Concept: stoichiometry; molarity; precipitation; molar mass
What volume (in mL) of each of the following bases will will completely react with 25.0 mL of 0.200 M HCl?
- 0.100 M NaOH
- 0.0500 M Sr(OH)2
- 0.250 M KOH
Solution
Answer: 50.0 mL; 50.0 mL; 20.0 mL
A
\[\begin{align*} \mathrm{HCl(aq)} + \mathrm{NaOH(aq)} \longrightarrow \mathrm{H_2O(l)} + \mathrm{NaCl(aq)} \end{align*}\]

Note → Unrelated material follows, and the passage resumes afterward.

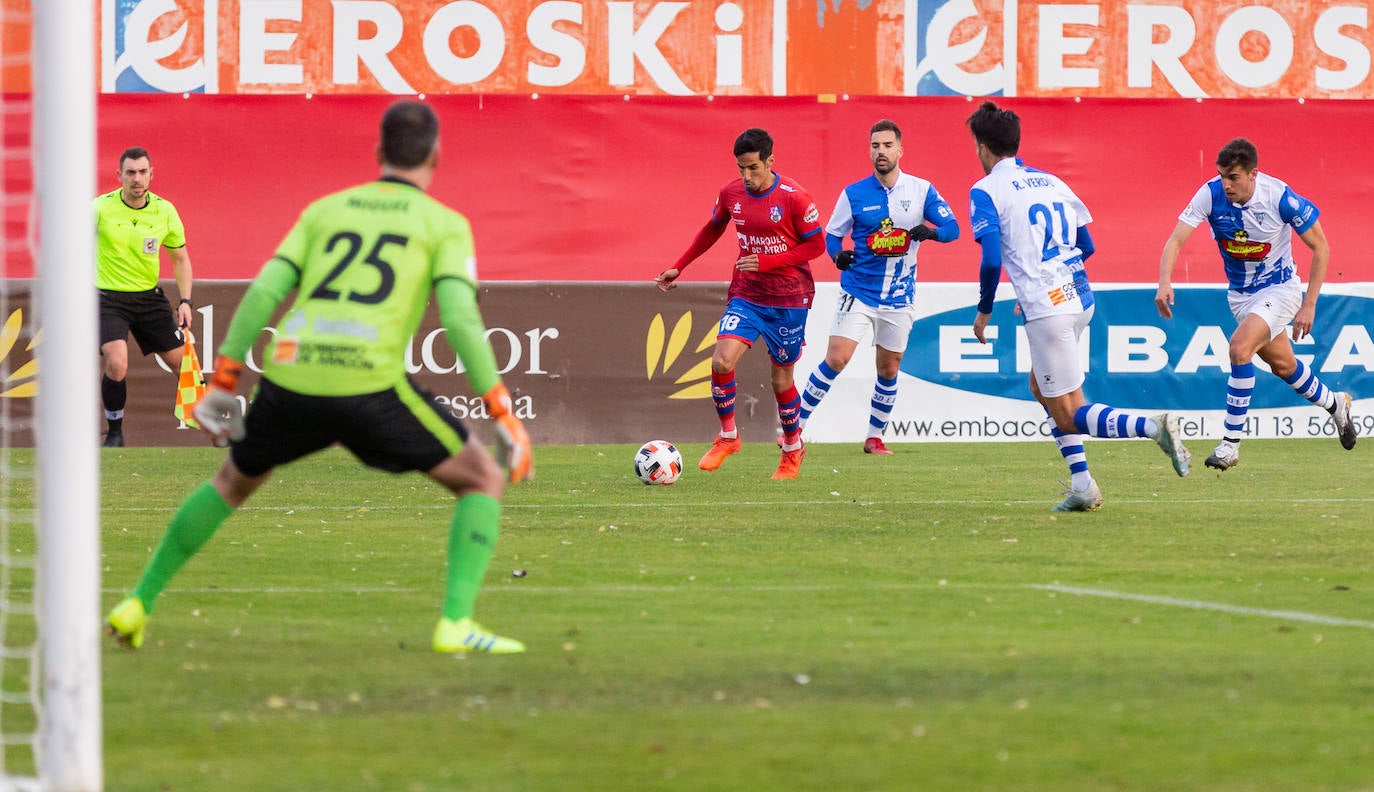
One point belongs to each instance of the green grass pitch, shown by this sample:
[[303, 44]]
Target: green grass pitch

\[\begin{align*} V(\mathrm{NaOH}) &= n(\mathrm{NaOH}) ~ c(\mathrm{NaOH})^{-1} \\[1.5ex] &= n(\mathrm{HCl}) ~ r(\mathrm{NaOH,HCl}) ~ c(\mathrm{NaOH})^{-1} \\[1.5ex] &= c(\mathrm{HCl}) ~ V(\mathrm{HCl}) ~ r(\mathrm{NaOH,HCl}) ~ c(\mathrm{NaOH})^{-1} \\[1.5ex] &= \dfrac{0.200~\mathrm{mol~NaOH}}{\mathrm{L}} \left ( \dfrac{25.0~\mathrm{mL}}{} \right ) \left ( \dfrac{\mathrm{mol~NaOH}}{\mathrm{mol~HCl}} \right ) \left ( \dfrac{\mathrm{L}}{0.100~\mathrm{mol~NaOH}} \right ) \\[1.5ex] &= 50.0~\mathrm{mL} \end{align*}\]
B
\[\begin{align*} \mathrm{2~HCl(aq)} + \mathrm{Sr(OH)_2(aq)} \longrightarrow \mathrm{2~H_2O(l)} + \mathrm{SrCl_2(aq)} \end{align*}\]
\[\begin{align*} V(\mathrm{Sr(OH)_2}) &= n(\mathrm{Sr(OH)_2}) ~ c(\mathrm{Sr(OH)_2})^{-1} \\[1.5ex] &= n(\mathrm{HCl}) ~ r(\mathrm{Sr(OH)_2,HCl}) ~ c(\mathrm{Sr(OH)_2})^{-1} \\[1.5ex] &= c(\mathrm{HCl}) ~ V(\mathrm{HCl}) ~ r(\mathrm{Sr(OH)_2,HCl}) ~ c(\mathrm{Sr(OH)_2})^{-1} \\[1.5ex] &= \dfrac{0.200~\mathrm{mol~NaOH}}{\mathrm{L}} \left ( \dfrac{25.0~\mathrm{mL}}{} \right ) \left ( \dfrac{\mathrm{mol~Sr(OH)_2}}{\mathrm{2~mol~HCl}} \right ) \left ( \dfrac{\mathrm{L}}{0.0500~\mathrm{mol~Sr(OH)_2}} \right ) \\[1.5ex] &= 50.0~\mathrm{mL} \end{align*}\]
C
\[\begin{align*} \mathrm{HCl(aq)} + \mathrm{KOH(aq)} \longrightarrow \mathrm{H_2O(l)} + \mathrm{KCl(aq)} \end{align*}\]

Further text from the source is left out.